Gasoline Prices Continue Rising In Mexico 

It is increasingly difficult to fill the tank with gasoline because its prices are constantly rising. (Wassim Chouak/Unsplash)

The price of hydrocarbons continues to rise, and it affects the wallets of Mexicans.

Believing that President Andrés Manuel López Obrador has control over the cost, some Mexicans blame him.

“[López Obrador] promised us that, upon coming to power, he would lower the price of gasoline. Incredulously, millions of people like me believed him, because we thought he was different from other politicians and former presidents. But that was not the case,” said Aurelio Reyes Padilla, a tenant of the Malibrán market in Veracruz.

Currently, magna gasoline (regular) costs 20.44 pesos per liter [$3.70 per gallon], while premium (high octane) is 21.94 pesos per liter [$4.10 per gallon]. Diesel’s price is 21.09 pesos per liter [$3.90 per gallon].

Prices have slight variations from place to place, and they may also change from one state to the next.

“The price will continue to rise if the government does not remove the gasoline taxes,” he said. When buying gasoline, Mexicans pay two taxes, which represent 42 percent of its final price.

“It is impossible that in other countries that do not have oil, gasoline is much cheaper. Mexico pays more,” he said.

The Mexican government controlled the gasoline price until 2017. Now, gas stations may offer variable prices, according to the laws of demand and supply. (Roberto Arcide/Unsplash)

Before the COVID-19 lockdown, the price of Magna gasoline was 19.52 pesos per liter [$3.3 per gallon], while in mid-2020, when the oil price fell worldwide, it reached as low as 15.06 pesos per liter [$2.5 per gallon]. However, people knew this was momentary — gasoline would gradually recover its price.

Since gasoline is a necessary product to transport all goods, the cost of basic goods, including food, rises when fuel prices increase.

Mexico’s Federal Consumer Protection Office sets the basic basket of goods’ prices using a national average.

According to April’s report, a Mexican would pay 17.02 pesos per kilo of tortillas [$0.8 per 2.2 pounds]; 37.09 pesos per kilo of white eggs [$1.86 per 2.2 pounds]; 8.5 pesos per kilo of corn [$0.4 per 2.2 pounds]; 15.5 pesos per kilo of cornmeal [$0.7 per 2.2 pounds].

The price of food increases when gasoline is on the rise. (Martha Domínguez de Gouveia/Unsplash)

A year before — April 2020 — Mexicans bought a kilo of tortilla for 15.09 pesos [$0.7 per 2.2 pounds], which means the price of this staple increased by 10 percent. The price of other goods has not climbed as much, but is still higher. White eggs used to cost 38.04 pesos per kilo [1.91 per 2.2 pounds], which means their price has risen by 2.7 percent.

“Salaries only increase by cents, while everything goes up by pesos,” said Azucena Ríos Blanco, a housewife living in Veracruz.

“This always punishes the worker.

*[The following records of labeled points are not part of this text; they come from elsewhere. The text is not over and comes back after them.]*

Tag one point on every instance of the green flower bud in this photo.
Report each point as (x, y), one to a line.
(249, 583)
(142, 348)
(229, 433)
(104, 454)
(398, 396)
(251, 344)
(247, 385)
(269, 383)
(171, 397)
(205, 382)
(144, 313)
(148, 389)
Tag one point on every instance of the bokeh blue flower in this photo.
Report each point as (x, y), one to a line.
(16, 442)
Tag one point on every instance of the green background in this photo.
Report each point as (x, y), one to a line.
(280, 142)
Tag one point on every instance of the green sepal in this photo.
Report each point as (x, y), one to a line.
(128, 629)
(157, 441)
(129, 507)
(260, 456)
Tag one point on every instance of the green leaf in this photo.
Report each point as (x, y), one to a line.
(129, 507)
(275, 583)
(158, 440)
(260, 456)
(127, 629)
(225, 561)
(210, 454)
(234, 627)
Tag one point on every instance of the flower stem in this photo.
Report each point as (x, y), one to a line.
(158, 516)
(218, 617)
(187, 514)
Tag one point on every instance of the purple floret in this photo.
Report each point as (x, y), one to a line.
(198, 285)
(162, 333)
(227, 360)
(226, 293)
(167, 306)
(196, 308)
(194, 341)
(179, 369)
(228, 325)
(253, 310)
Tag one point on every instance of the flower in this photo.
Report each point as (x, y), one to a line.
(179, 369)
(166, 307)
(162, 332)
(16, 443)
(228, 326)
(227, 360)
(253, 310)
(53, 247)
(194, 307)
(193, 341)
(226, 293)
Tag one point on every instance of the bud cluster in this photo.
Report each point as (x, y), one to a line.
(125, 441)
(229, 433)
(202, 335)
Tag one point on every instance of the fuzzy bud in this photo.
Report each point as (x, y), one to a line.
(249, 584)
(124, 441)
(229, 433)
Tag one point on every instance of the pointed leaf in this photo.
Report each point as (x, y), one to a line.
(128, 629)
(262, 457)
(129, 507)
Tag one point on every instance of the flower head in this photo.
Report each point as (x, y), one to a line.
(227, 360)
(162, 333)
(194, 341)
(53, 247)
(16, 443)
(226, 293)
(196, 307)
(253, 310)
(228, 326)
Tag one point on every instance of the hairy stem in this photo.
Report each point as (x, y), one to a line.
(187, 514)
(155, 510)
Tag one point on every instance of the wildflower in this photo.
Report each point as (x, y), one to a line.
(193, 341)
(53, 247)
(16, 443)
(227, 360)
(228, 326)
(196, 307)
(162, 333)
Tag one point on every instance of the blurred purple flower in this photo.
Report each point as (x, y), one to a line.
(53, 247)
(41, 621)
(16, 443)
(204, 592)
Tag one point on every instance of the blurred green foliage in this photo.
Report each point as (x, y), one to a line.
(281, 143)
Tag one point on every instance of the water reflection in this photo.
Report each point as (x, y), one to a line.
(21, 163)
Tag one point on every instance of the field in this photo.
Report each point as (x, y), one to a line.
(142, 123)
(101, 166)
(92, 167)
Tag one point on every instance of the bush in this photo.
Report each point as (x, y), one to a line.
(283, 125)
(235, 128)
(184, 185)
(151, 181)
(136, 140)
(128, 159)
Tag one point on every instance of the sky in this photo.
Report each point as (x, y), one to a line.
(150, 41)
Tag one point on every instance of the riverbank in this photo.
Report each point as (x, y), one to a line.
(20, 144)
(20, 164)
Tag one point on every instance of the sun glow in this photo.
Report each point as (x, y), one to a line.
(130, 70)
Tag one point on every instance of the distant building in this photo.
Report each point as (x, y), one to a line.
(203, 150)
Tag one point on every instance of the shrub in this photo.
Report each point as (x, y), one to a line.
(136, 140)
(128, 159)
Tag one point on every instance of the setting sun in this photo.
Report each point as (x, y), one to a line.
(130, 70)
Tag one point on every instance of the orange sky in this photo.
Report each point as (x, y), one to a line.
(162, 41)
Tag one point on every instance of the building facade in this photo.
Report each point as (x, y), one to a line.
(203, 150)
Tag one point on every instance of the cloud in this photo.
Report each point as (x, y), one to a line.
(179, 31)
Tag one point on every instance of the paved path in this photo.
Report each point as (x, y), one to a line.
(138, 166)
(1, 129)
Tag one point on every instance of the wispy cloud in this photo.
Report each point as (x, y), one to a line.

If the president does not do something to lower the gasoline price, food will not go down. We will end up eating only tortillas, peppers and coffee, as the families used to do, because ultimately, the salaries are not enough for more,” Ríos Blanco said.

The Mexican government used to set gasoline prices until 2017. When rumors of increases spread, hundreds of motorists used to wait in line at gas stations for hours, hoping to fill their tanks before the rise hit.

Now people shop for better deals at various gas stations, even if the difference between them is just a few cents.

(Translated and edited by Gabriela Olmos. Edited by Fern Siegel)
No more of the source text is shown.